The Antsiva is a 28 m motor-sailing yacht with cruising speeds of 6-8 knots, and berth space for 8 comfortably and up to 11. With her Captain and owners, Nico and Anne, she has been based at Nosy Be in NW Madagascar for over 12 years, and has sailed the waters around northern Madagascar, Mayotte and the Comoros, with longer forays into the Iles Eparses in the Mozambique Channel and to Bazaruto, and the Seychelles. The Antsiva is fully kitted out for diving with over 20 SCUBA tanks, two compressors, and dinghies, and its internal living space is also well-designed for computer-based work for recording data and photos. Wet-lab space for collections is on the upper decks, so is vulnerable to severe weather (fierce sun or rain). Hold-space is ample for samples and equipment. With a water-maker and full electrics Antsiva is well suited for long trips.
Antsiva fills a much-needed niche for coral reef-oriented field research. I’ve been on her 3 times, and found that her combination of amenities and the experience and interest of her crew is perfect for coral reef survey expeditions.

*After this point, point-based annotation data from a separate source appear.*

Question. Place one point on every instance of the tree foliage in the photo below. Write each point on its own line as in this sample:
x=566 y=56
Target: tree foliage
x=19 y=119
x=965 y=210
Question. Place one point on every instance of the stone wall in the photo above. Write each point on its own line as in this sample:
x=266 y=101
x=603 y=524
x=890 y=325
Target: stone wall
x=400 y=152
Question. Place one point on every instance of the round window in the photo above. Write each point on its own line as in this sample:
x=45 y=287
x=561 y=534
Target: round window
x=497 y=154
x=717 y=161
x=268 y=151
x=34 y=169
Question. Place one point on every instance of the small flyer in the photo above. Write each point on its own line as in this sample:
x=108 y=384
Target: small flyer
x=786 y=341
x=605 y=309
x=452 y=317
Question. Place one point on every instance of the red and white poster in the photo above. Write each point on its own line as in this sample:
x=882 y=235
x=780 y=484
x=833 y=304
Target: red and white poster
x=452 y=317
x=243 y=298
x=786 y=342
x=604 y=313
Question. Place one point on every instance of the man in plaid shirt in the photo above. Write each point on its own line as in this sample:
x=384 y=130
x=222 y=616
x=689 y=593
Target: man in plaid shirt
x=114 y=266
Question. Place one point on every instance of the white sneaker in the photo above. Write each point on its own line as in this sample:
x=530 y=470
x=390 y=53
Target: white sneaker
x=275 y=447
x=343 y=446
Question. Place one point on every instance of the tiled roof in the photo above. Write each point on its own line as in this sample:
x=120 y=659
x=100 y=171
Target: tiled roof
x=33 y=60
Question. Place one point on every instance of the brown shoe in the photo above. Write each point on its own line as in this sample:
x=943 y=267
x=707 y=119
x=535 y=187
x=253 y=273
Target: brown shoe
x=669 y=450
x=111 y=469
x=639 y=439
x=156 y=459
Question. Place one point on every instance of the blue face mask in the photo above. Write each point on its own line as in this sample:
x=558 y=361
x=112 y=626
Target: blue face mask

With a full gamut of new technologies (auto-pilot linked to charts/mapping software, weather satellite downlinks, etc.) and Nico’s experience in the region and with the boat, the Antsiva is able to get to shallow and sheltered areas not accessible to larger vessels, or where Captains of institutional research vessels would never dare to try. The logistics of getting divers and equipment onto and off the dinghies, and to dive sites twice and in some cases three times a day are well-worked out, and Antsiva makes the most of opportunities by moving the yacht to the closest place possible to reduce long dinghy rides. The engineer/dinghy operator and compressor operator/yacht-hand make operations easy, and leave the scientists free to deal with their main work. I know of many other research trips that have used the vessel (sediment sampling, birds/turtles on remote islands) and highly recommend it, so Antsiva clearly has a good sense of satisfying the needs of research operations.
On top of this, the food and ambiance are fantastic and relaxed, with a French flair. The boat operates in French (and Swahili with Said, the yacht-hand!), so having one fully francophone team member will be important for the logistics of a cruise. While she has focused in the NW and SW parts of the Mozambique channel there is no reason for Antsiva not to go farther afield, and she may become one of the principle expedition vessels used more broadly in the WIO.